The measure of a machine learning algorithm is the difficulty of the tasks it can perform, and sufficiently difficult tasks are critical drivers of strong machine learning models. However, quantifying the generalization difficulty of machine learning benchmarks has remained challenging. We propose what is to our knowledge the first model-agnostic measure of the inherent generalization difficulty of tasks. Our inductive bias complexity measure quantifies the total information required to generalize well on a task minus the information provided by the data. It does so by measuring the fractional volume occupied by hypotheses that generalize on a task given that they fit the training data. It scales exponentially with the intrinsic dimensionality of the space over which the model must generalize but only polynomially in resolution per dimension, showing that tasks which require generalizing over many dimensions are drastically more difficult than tasks involving more detail in fewer dimensions. Our measure can be applied to compute and compare supervised learning, reinforcement learning and meta-learning generalization difficulties against each other. We show that applied empirically, it formally quantifies intuitively expected trends, e.g. that in terms of required inductive bias, MNIST < CIFAR10 < Imagenet and fully observable Markov decision processes (MDPs) < partially observable MDPs. Further, we show that classification of complex images $<$ few-shot meta-learning with simple images. Our measure provides a quantitative metric to guide the construction of more complex tasks requiring greater inductive bias, and thereby encourages the development of more sophisticated architectures and learning algorithms with more powerful generalization capabilities.

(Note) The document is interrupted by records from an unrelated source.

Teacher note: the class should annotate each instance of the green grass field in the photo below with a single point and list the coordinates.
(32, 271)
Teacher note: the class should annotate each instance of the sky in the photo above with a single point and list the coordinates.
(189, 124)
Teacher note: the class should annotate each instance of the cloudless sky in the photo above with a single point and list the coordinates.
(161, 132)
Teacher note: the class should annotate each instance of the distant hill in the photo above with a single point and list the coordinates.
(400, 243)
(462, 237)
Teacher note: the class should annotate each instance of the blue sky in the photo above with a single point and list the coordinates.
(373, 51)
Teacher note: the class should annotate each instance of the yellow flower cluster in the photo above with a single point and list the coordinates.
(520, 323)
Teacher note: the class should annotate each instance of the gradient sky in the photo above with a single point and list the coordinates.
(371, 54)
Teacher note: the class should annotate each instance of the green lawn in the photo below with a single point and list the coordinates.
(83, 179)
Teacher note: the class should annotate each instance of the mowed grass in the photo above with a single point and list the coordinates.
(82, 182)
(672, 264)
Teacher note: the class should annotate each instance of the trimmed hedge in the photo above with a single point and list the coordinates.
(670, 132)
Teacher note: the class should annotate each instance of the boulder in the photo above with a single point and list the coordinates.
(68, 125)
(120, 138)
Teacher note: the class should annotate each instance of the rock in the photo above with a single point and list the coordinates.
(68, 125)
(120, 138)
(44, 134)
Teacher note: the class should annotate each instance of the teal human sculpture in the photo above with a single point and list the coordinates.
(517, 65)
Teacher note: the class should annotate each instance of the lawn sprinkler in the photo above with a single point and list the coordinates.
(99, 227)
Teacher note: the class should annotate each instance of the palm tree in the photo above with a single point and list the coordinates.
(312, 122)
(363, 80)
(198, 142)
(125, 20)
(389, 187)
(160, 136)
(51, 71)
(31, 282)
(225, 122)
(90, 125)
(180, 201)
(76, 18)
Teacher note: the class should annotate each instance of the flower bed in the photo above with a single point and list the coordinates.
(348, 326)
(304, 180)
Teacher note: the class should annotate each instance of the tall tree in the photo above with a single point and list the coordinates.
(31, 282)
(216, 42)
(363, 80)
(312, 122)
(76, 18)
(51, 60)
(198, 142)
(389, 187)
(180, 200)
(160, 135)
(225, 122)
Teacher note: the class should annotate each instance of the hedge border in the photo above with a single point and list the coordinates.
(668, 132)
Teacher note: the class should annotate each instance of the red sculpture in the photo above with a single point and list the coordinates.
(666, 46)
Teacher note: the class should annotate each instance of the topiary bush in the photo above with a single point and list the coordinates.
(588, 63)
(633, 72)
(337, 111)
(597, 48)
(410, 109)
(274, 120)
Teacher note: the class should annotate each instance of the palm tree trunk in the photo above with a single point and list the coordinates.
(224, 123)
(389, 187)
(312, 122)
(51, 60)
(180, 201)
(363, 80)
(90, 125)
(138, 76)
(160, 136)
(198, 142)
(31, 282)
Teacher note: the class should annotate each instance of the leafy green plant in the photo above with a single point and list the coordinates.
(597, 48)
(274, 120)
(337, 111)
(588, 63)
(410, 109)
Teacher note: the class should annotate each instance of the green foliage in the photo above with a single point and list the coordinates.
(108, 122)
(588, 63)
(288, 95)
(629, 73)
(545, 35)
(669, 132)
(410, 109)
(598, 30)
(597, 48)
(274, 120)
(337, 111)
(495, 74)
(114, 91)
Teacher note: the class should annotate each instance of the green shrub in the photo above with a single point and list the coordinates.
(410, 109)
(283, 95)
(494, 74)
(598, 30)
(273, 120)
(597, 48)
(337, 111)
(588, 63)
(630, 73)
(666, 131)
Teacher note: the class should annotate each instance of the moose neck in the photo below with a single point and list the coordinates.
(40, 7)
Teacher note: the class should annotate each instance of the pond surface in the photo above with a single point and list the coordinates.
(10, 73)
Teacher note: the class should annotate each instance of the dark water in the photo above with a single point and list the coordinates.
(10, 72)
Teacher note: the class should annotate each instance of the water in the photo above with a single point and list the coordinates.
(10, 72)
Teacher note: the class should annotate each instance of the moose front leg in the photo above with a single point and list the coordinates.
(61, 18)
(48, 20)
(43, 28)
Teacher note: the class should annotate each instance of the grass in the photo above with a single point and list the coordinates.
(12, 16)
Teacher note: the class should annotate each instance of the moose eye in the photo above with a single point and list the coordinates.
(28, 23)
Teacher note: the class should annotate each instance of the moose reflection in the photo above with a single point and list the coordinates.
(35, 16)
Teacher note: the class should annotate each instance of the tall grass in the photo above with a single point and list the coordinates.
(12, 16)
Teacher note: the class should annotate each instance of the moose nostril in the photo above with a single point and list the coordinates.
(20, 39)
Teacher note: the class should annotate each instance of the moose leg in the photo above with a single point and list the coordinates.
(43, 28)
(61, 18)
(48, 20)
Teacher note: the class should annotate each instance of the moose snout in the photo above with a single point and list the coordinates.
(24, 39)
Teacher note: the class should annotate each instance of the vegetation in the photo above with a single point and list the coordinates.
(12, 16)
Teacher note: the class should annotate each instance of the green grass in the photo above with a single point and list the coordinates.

翻译：机器学习算法的衡量标准在于其能执行任务的难度，而足够困难的任务是推动强大机器学习模型发展的关键驱动力。然而，量化机器学习基准测试的泛化难度始终是一个挑战。我们提出了据我们所知首个与模型无关的、对任务固有泛化难度的度量方法。我们的归纳偏差复杂度度量量化了在任务上实现良好泛化所需的总信息减去数据所提供的信息。其计算方式为：在给定拟合训练数据的条件下，任务上能实现泛化的假设所占的体积分数。该度量随模型需泛化的空间内在维度呈指数增长，但仅随每个维度的分辨率呈多项式增长，这表明需要跨多个维度泛化的任务远难于涉及较少维度但细节更丰富的任务。我们的度量可应用于计算和比较监督学习、强化学习及元学习的泛化难度。实证应用表明，它能正式量化直观预期的趋势，例如在所需归纳偏差方面，MNIST < CIFAR10 < ImageNet，且完全可观测马尔可夫决策过程（MDPs）< 部分可观测MDPs。此外，我们还发现复杂图像分类 < 基于简单图像的少样本元学习。该度量提供了一种定量指标，用于指导构建需要更大归纳偏差的更复杂任务，从而促进开发具有更强泛化能力的更先进架构和学习算法。